Definitive chemoradiotherapy (dCRT) is an alternative standard of care in OSCC and is also employed in localised OAC deemed unsuitable for surgery. A 50.4Gy EBRT is delivered in 25 fractions, accompanied by 5-FU and cisplatin or FOLFOX (5FU, folinic acid and oxaliplatin). dCRT may promote immunogenic changes in tumours, priming tumours for ICI treatment to further enhance local and distant tumour control. The randomised, doubled blinded, phase III KEYNOTE-975 trial is evaluating pembrolizumab with traditional dCRT in localised but inoperable OSCC, OAC and GEJC (NCT04210115). The primary endpoints are overall survival and event free survival, and results could define a new standard of care in the dCRT setting. Other ongoing trials are evaluating dual checkpoint blockade (anti PD-1 and anti CTLA-4; NCT03437200), and sequential nivolumab and cetuximab (anti EGFR) with concomitant dCRT.
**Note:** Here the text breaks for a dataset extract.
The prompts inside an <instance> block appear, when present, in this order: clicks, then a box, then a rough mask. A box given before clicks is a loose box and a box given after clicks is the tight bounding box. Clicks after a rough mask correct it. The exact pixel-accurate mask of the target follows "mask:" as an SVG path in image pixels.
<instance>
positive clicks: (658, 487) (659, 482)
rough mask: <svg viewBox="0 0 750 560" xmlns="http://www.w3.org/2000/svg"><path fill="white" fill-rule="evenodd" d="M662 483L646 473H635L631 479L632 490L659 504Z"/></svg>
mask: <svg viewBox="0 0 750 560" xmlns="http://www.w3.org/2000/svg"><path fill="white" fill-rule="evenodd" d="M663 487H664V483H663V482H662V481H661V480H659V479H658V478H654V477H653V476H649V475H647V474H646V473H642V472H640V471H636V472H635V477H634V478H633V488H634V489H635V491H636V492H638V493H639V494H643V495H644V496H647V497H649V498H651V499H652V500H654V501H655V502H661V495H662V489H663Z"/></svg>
Combining ICIs and radiation in the recurrent or metastatic setting seeks to activate the abscopal response, priming antigen specific CD8+ T cells against tumours outside the radiation field. The few radio-immunotherapy trials in metastatic UGI cancers are at an early stage and seek to investigate toxicities and mechanisms of response. One example, phase II trial of pembrolizumab and 30Gy conventional fractionated radiotherapy is recruiting patients with metastatic gastroesophageal cancers (NCT03544736). Primary endpoints aim to quantify the abscopal response; changes in CD8+ TILs at the irradiated site, and changes in MDSCs and Tregs at peripheral metastases will be measured. Another approach is a combination of nivolumab and high dose brachytherapy to deliver 16Gy over 2 fractions (NCT02642809), and durvalumab with concomitant chemoradiotherapy in the palliative setting (NCT03544736).